In a move that seems to signal the upcoming retirement of its chairman, Cisco Systems's board of directors on Friday adopted an age limit for members of its board of directors.
Under the new rule, no one may be nominated or renominated for a board seat after his or her 70th birthday, according to a Cisco news release on Friday. The rule will go into effect for nominations for Cisco's 2006 shareholder meeting, expected to take place in November 2006.
Cisco Chairman of the Board John Morgridge, now 71, would not be eligible for renomination. Vice Chairman Donald Valentine and board member James Gibbons also could not be renominated. All three intend to remain on the board until then, according to the release. At that time, the board will be reduced from 13 to 11 seats.

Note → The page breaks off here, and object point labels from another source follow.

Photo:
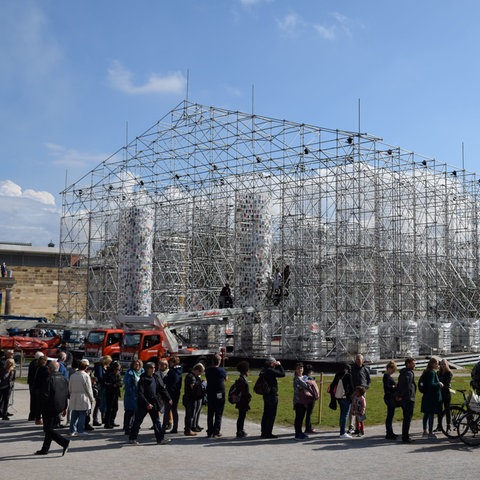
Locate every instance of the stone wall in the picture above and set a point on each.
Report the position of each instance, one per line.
(35, 292)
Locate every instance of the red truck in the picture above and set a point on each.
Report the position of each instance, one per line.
(103, 341)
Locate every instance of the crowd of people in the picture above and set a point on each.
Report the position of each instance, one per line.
(350, 384)
(89, 396)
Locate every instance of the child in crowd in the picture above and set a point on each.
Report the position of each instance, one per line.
(359, 404)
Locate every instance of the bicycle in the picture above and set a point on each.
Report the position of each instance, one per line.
(454, 412)
(468, 427)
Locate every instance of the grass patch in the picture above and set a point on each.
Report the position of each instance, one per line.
(376, 409)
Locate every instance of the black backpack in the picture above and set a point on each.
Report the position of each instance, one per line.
(421, 383)
(261, 386)
(475, 381)
(234, 393)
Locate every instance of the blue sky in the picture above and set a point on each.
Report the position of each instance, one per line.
(74, 74)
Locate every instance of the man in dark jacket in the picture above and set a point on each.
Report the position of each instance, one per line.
(53, 401)
(272, 371)
(215, 376)
(406, 391)
(360, 377)
(173, 383)
(151, 392)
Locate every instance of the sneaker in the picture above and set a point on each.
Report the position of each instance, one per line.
(65, 448)
(165, 441)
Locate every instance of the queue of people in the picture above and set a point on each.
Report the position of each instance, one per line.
(55, 390)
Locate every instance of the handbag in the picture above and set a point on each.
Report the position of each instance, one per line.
(340, 390)
(333, 403)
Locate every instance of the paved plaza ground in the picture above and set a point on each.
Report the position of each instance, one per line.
(105, 454)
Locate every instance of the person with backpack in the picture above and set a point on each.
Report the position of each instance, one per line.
(273, 370)
(243, 397)
(299, 384)
(432, 396)
(215, 376)
(389, 394)
(193, 398)
(445, 376)
(341, 391)
(360, 378)
(475, 378)
(406, 392)
(308, 370)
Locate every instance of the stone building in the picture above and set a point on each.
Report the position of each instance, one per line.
(30, 287)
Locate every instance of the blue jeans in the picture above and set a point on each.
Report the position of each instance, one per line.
(270, 404)
(77, 421)
(344, 411)
(390, 415)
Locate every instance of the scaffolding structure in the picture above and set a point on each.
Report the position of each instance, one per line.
(342, 243)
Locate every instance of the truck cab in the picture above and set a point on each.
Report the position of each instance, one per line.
(103, 341)
(144, 345)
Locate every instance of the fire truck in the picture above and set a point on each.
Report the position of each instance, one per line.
(154, 336)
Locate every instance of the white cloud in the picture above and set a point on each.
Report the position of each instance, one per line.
(328, 33)
(69, 157)
(11, 189)
(123, 80)
(28, 216)
(340, 27)
(290, 23)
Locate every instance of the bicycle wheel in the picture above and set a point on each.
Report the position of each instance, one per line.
(455, 413)
(468, 428)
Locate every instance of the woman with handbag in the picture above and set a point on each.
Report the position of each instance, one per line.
(389, 392)
(299, 403)
(341, 390)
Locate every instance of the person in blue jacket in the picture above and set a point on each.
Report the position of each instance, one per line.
(130, 393)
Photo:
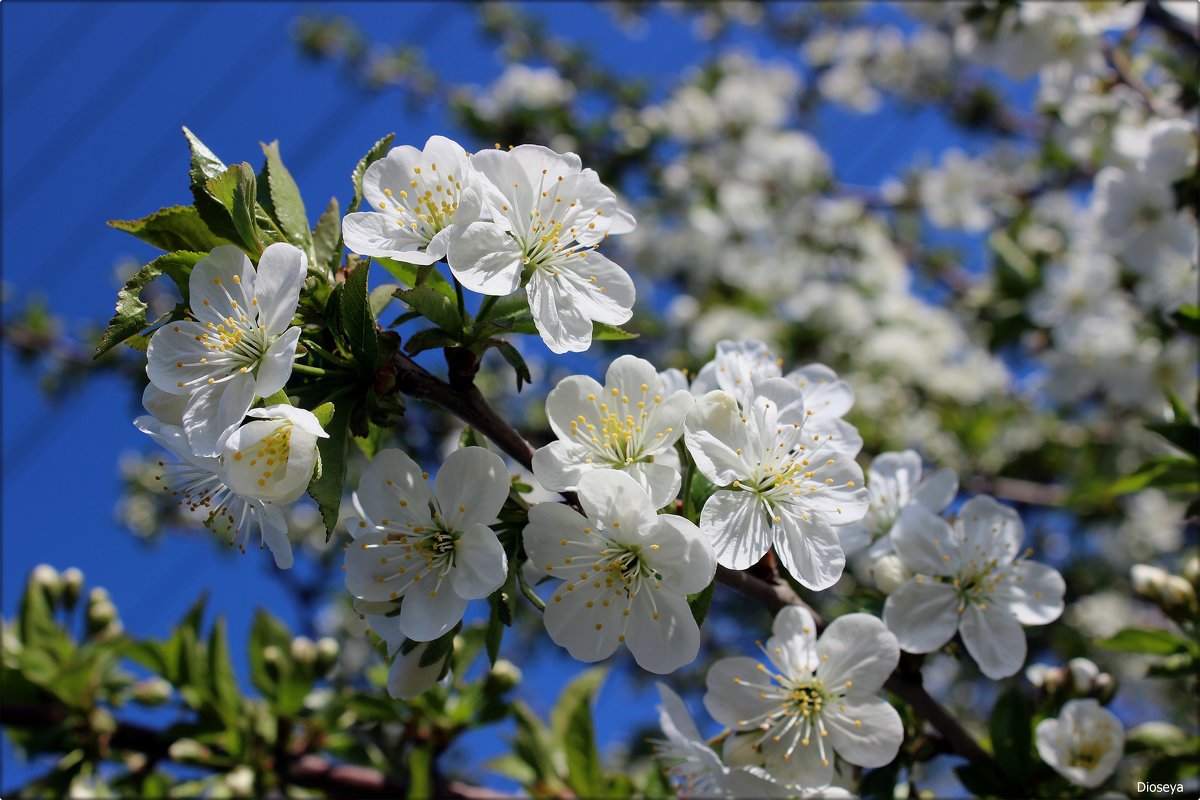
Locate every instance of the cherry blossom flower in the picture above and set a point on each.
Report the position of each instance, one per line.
(696, 768)
(240, 344)
(432, 549)
(630, 423)
(893, 481)
(1083, 744)
(271, 458)
(201, 483)
(414, 197)
(783, 486)
(625, 573)
(547, 218)
(967, 578)
(821, 699)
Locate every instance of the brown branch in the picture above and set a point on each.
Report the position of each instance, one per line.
(309, 771)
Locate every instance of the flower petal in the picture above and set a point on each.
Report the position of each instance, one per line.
(923, 614)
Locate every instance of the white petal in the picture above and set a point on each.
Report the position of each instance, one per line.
(472, 486)
(731, 698)
(809, 551)
(661, 632)
(480, 563)
(858, 648)
(382, 235)
(737, 525)
(875, 741)
(430, 612)
(485, 259)
(276, 365)
(922, 615)
(281, 270)
(683, 555)
(924, 541)
(994, 639)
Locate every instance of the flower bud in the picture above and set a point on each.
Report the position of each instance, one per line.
(153, 691)
(72, 587)
(888, 572)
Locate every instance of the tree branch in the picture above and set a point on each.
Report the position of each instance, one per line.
(309, 771)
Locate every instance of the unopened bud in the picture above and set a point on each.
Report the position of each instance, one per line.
(888, 572)
(327, 654)
(153, 691)
(72, 585)
(505, 675)
(304, 650)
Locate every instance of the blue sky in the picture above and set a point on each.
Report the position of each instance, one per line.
(94, 98)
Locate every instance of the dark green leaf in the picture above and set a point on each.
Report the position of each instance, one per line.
(178, 227)
(435, 307)
(131, 311)
(361, 334)
(327, 488)
(413, 276)
(327, 238)
(377, 151)
(283, 202)
(700, 602)
(1145, 639)
(429, 340)
(1012, 738)
(515, 360)
(570, 722)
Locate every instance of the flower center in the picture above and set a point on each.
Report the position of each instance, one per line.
(427, 205)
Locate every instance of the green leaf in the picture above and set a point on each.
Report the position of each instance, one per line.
(515, 360)
(361, 334)
(283, 202)
(413, 276)
(1012, 739)
(377, 151)
(131, 311)
(1145, 639)
(429, 340)
(570, 722)
(327, 238)
(700, 602)
(435, 307)
(327, 487)
(177, 227)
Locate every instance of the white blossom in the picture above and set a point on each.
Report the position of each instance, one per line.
(1083, 744)
(413, 197)
(781, 486)
(433, 549)
(240, 344)
(630, 423)
(549, 216)
(821, 699)
(625, 573)
(967, 578)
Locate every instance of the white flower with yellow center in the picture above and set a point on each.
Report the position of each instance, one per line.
(240, 344)
(273, 457)
(738, 366)
(625, 571)
(547, 218)
(1084, 743)
(630, 423)
(695, 768)
(969, 579)
(431, 551)
(199, 483)
(413, 196)
(820, 701)
(893, 481)
(783, 486)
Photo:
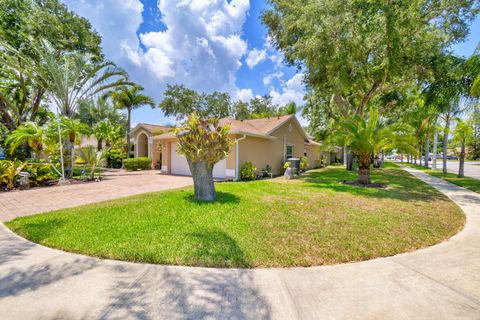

The rule was adopted at a regularly scheduled board meeting after it was recommended by the board's Nomination and Governance Committee. That board consists of Valentine, Gibbons, Carol Bartz and James Morgan.
Morgridge joined Cisco as president and chief executive officer (CEO) in 1988, when Cisco had 34 employees and US$5 million in annual sales, according to Cisco's Web site. He rose to his current post in 1995, handing over the reins to President and CEO John Chambers.
The age limit provides a clear road map for the evolution of the board, according to a statement attributed to Morgridge in the release.
Earlier this month, three high-level Cisco executives announced their retirement and Senior Vice President and Chief Technology Officer Charles Giancarlo was promoted to chief development officer. Those changes will become effective at the end of the company's current fiscal year on July 31.